What is the most frequent observation (mode) for the column transmission_type?

In [6]:
# Find the most frequent observation (mode) for the column 'transmission_type'
mode_transmission_type = data['transmission_type'].mode()[0]
print(f"The most frequent observation for the column 'transmission_type' is: {mode_transmission_type}")


The most frequent observation for the column 'transmission_type' is: AUTOMATIC


## Question 2

Create the correlation matrix for the numerical features of your dataset. In a correlation matrix, you compute the correlation coefficient between every pair of features in the dataset.

What are the two features that have the biggest correlation in this dataset?

In [9]:
# Calculate the correlation matrix for numerical features
correlation_matrix = data.corr(numeric_only=True)

# Find the two features with the biggest correlation
correlation_matrix_values = correlation_matrix.abs().unstack()
correlation_matrix_values = correlation_matrix_values.sort_values(ascending=False)
correlation_matrix_values = correlation_matrix_values[correlation_matrix_values < 1.0]

# Get the two features with the biggest correlation
highest_corr_features = correlation_matrix_values.idxmax()
highest_corr_features

('highway_mpg', 'city_mpg')

## Make price binary

In [10]:
# Calculate the mean price
mean_price = data['price'].mean()

# Create a binary variable 'above_average'
data['above_average'] = (data['price'] > mean_price).astype(int)


## Split the data

In [12]:
from sklearn.model_selection import train_test_split

# Features and target variable
features = data.drop(['price', 'above_average'], axis=1)
target = data['above_average']

# First, split the data into train and temp (to further split into validation and test sets)
X_train, X_temp, y_train, y_temp = train_test_split(features, target, test_size=0.4, random_state=42)

# Then split the temp data into validation and test sets
X_val, X_test, y_val, y_test = train_test_split(X_temp, y_temp, test_size=0.5, random_state=42)


## Question 3
Calculate the mutual information score between above_average and other categorical variables in our dataset. Use the training set only.
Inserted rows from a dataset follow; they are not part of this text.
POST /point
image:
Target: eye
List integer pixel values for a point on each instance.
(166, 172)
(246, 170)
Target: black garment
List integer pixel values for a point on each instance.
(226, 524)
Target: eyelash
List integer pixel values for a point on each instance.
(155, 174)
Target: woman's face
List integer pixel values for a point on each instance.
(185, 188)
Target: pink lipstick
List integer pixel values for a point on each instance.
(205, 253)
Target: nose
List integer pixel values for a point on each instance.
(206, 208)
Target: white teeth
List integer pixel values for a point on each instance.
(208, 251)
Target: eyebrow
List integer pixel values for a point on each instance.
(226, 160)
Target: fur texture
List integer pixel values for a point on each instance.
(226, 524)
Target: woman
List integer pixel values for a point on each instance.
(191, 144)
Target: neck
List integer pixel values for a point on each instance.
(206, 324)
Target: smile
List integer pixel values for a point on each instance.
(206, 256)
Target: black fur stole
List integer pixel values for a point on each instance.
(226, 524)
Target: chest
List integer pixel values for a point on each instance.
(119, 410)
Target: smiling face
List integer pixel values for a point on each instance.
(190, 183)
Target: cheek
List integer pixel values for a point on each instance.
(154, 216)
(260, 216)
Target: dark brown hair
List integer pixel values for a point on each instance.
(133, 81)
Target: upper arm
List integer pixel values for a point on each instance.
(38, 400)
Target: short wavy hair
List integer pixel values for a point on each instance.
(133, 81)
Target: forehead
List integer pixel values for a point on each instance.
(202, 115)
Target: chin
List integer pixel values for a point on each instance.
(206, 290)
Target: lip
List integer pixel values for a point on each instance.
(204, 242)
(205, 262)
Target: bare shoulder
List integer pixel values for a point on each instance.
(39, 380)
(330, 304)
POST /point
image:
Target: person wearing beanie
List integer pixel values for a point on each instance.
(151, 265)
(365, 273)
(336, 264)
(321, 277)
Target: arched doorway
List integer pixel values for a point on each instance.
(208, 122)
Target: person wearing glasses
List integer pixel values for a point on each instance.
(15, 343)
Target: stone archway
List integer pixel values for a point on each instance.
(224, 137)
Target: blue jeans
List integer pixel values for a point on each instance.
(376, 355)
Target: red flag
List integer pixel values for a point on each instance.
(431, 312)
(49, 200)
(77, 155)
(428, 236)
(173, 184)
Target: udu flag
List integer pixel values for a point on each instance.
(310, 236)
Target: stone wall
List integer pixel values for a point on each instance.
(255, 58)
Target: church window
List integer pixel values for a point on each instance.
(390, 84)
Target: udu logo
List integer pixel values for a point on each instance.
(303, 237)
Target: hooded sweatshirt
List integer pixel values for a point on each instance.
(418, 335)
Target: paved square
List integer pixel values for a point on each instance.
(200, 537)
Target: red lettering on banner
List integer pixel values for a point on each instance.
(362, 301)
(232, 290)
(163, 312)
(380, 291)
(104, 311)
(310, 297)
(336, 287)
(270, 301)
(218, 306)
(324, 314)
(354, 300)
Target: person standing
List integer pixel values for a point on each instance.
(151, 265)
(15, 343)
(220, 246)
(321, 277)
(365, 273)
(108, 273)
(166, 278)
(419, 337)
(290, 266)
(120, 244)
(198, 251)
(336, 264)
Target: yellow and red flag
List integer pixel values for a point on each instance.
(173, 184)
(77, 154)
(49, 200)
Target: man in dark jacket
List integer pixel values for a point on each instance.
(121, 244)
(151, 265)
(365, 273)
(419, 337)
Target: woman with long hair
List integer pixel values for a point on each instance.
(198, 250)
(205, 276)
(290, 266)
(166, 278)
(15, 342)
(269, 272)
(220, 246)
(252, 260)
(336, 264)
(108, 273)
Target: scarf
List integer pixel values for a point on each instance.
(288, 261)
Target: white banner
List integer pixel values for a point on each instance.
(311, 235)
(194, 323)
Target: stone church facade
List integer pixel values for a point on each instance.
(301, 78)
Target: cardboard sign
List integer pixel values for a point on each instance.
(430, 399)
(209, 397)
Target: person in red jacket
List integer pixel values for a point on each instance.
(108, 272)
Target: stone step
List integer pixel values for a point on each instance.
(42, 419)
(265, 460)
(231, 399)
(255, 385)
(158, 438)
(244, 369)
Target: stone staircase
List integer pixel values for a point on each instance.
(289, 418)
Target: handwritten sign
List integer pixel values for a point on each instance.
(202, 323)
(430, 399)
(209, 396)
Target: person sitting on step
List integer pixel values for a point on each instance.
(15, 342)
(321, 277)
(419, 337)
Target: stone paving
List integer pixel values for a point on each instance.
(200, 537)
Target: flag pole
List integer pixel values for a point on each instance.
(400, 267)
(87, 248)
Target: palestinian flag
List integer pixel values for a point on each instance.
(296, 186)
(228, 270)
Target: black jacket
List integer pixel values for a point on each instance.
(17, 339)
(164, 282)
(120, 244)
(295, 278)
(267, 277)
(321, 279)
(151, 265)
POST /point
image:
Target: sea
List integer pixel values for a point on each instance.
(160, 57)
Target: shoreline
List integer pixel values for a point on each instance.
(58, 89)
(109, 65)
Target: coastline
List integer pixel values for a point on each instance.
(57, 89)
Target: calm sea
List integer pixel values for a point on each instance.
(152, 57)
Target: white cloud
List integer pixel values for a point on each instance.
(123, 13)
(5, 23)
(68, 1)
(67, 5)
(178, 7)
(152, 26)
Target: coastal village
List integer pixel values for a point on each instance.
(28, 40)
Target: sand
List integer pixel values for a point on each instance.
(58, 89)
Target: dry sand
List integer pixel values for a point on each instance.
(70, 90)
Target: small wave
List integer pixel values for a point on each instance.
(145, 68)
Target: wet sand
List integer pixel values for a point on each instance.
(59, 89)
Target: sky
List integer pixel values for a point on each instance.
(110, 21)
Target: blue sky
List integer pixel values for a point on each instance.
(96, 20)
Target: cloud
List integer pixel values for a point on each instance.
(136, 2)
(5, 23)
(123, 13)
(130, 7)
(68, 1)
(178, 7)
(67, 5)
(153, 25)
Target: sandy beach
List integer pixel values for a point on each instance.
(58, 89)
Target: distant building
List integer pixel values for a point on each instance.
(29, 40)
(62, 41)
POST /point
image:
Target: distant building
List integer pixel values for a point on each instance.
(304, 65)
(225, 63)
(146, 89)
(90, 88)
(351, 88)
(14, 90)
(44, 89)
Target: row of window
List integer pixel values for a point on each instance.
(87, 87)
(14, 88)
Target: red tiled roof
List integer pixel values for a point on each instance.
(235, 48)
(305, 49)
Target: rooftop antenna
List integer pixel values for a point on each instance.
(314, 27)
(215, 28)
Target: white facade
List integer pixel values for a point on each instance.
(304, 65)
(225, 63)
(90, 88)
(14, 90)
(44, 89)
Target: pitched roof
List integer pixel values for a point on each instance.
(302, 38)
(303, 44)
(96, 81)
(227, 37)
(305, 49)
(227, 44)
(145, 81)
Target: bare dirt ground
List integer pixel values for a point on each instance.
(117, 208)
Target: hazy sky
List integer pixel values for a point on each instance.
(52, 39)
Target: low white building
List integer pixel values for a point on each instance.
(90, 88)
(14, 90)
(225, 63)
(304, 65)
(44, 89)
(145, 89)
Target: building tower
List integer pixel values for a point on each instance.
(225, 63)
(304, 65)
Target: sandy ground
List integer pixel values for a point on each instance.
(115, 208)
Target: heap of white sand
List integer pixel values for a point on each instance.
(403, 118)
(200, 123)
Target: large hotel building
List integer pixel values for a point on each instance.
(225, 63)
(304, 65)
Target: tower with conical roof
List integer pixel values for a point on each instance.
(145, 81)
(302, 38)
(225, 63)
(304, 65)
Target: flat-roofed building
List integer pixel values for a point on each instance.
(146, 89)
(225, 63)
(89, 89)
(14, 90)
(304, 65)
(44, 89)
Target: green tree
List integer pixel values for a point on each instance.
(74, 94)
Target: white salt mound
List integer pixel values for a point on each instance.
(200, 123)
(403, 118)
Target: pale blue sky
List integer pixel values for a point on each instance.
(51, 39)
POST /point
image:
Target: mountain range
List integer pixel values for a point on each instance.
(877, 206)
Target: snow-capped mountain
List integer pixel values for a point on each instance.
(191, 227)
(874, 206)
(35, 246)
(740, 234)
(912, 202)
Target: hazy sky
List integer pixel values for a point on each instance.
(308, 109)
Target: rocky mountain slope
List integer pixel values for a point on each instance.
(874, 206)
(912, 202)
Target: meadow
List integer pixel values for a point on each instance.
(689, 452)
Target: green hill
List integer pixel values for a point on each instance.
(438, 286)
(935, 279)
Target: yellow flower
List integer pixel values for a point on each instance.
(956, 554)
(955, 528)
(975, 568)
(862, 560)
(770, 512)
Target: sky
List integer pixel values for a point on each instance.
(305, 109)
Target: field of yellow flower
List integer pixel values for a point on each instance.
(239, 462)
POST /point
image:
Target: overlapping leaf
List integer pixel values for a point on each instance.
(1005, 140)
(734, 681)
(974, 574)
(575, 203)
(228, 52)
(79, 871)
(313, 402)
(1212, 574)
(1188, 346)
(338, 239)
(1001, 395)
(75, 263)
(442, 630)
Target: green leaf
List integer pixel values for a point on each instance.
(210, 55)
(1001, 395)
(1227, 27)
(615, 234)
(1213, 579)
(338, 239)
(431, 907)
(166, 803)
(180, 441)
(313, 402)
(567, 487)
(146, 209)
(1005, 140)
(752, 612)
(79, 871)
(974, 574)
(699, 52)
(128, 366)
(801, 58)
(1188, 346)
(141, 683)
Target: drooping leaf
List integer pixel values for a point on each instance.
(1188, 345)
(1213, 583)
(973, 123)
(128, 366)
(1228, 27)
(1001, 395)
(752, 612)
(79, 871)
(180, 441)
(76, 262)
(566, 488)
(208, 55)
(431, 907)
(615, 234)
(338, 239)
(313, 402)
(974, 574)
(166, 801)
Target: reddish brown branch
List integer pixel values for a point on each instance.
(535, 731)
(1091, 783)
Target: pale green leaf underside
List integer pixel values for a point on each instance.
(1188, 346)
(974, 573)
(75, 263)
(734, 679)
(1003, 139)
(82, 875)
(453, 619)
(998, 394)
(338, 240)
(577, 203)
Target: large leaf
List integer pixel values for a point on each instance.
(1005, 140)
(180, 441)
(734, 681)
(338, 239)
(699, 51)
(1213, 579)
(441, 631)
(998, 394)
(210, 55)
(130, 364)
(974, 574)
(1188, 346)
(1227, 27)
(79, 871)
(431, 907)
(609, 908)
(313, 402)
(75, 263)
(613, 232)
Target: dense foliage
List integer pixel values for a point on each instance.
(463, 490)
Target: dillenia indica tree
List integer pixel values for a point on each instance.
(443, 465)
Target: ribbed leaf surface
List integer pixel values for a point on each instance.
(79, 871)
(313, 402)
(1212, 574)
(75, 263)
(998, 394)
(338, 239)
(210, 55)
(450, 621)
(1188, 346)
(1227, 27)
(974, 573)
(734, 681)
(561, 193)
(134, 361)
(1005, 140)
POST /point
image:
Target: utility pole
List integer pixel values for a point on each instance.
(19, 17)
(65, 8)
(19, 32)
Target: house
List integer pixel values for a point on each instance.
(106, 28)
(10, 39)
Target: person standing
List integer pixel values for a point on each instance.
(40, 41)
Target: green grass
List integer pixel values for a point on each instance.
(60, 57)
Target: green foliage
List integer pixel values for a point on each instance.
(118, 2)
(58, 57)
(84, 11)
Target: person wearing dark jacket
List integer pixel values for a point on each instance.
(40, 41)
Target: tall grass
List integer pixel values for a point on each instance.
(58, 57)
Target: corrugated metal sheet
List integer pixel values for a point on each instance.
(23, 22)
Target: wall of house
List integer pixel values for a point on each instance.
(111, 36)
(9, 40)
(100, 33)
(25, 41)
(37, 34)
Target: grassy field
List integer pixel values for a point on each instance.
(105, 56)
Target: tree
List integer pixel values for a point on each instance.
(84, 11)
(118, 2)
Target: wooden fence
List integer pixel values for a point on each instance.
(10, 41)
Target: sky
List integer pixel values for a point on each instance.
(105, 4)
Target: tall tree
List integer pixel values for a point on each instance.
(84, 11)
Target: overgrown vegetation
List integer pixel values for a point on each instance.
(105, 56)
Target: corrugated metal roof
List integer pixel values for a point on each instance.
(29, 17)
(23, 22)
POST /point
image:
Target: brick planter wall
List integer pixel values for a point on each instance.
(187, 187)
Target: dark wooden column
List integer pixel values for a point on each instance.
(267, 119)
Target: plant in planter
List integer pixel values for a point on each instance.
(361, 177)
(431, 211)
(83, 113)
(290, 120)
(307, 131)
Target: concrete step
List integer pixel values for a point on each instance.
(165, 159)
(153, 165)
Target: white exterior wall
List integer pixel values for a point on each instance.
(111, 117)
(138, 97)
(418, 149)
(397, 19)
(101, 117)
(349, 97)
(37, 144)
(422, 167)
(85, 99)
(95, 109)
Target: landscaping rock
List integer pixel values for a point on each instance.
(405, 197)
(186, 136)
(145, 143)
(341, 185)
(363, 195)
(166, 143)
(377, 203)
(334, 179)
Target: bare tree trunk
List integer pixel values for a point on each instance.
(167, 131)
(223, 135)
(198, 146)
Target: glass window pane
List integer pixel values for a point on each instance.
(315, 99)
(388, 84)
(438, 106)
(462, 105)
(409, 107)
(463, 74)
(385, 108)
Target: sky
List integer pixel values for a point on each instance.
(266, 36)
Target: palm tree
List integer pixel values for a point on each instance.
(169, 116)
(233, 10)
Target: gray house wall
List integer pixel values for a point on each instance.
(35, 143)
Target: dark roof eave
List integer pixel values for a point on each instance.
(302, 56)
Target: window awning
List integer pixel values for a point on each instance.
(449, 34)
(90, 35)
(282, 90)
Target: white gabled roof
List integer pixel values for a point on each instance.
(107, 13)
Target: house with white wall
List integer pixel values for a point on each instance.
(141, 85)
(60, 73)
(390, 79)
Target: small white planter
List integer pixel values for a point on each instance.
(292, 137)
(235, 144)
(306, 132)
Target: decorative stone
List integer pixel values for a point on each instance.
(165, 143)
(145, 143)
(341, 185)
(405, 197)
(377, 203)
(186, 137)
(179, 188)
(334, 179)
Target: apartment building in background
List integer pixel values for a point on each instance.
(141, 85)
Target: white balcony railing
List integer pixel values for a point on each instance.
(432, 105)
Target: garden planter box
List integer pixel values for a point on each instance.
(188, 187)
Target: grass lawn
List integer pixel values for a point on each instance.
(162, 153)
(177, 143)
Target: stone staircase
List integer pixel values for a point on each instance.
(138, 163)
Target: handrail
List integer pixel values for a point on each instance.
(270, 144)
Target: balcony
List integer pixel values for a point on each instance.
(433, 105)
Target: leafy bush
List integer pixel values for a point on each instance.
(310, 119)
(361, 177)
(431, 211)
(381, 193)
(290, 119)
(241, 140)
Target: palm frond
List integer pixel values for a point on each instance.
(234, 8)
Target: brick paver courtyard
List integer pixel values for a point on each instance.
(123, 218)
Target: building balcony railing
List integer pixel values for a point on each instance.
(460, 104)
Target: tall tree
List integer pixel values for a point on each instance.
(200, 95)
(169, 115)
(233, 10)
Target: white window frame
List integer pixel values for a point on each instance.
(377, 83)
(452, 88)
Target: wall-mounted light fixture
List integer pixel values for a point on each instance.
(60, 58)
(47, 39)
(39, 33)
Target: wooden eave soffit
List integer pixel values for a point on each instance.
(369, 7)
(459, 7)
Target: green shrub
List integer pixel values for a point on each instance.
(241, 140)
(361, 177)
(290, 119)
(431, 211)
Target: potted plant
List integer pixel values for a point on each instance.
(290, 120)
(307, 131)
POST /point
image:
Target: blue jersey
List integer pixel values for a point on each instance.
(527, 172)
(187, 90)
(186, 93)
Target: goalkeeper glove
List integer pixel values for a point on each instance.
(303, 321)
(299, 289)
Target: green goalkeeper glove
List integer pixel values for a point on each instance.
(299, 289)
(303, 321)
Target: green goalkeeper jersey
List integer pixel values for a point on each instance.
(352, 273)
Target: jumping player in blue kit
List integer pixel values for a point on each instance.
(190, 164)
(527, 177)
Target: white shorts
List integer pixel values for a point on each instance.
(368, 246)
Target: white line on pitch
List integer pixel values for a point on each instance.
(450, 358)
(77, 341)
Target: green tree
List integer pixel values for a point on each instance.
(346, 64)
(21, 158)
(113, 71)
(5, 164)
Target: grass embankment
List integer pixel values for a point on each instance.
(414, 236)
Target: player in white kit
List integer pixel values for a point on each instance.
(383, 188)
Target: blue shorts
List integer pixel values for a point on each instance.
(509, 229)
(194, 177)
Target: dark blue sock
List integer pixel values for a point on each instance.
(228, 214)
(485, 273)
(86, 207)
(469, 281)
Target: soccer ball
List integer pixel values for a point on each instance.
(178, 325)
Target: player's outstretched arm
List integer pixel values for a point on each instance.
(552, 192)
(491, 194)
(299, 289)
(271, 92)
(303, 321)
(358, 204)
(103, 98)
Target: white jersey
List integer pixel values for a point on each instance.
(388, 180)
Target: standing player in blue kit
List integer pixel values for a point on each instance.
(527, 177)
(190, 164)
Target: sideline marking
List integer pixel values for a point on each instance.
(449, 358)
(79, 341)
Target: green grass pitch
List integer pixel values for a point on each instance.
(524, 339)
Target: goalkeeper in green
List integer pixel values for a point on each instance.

Round the scores to 2 decimals using round(score, 2).
Which of these variables has the lowest mutual information score?

In [16]:
from sklearn.feature_selection import mutual_info_classif
from sklearn.preprocessing import LabelEncoder

# Initialize a dictionary to hold variable names and their respective mutual information scores
mi_scores = {}

# List of categorical variables
categorical_vars = ['make', 'model', 'transmission_type', 'vehicle_style']

# Calculate mutual information scores
for var in categorical_vars:
    le = LabelEncoder()
    le.fit(X_train[var])
    X_train_enc = le.transform(X_train[var])
    mi = mutual_info_classif(X_train_enc.reshape(-1, 1), y_train)
    mi_scores[var] = round(mi[0], 2)

print("Mutual Information Scores:", mi_scores)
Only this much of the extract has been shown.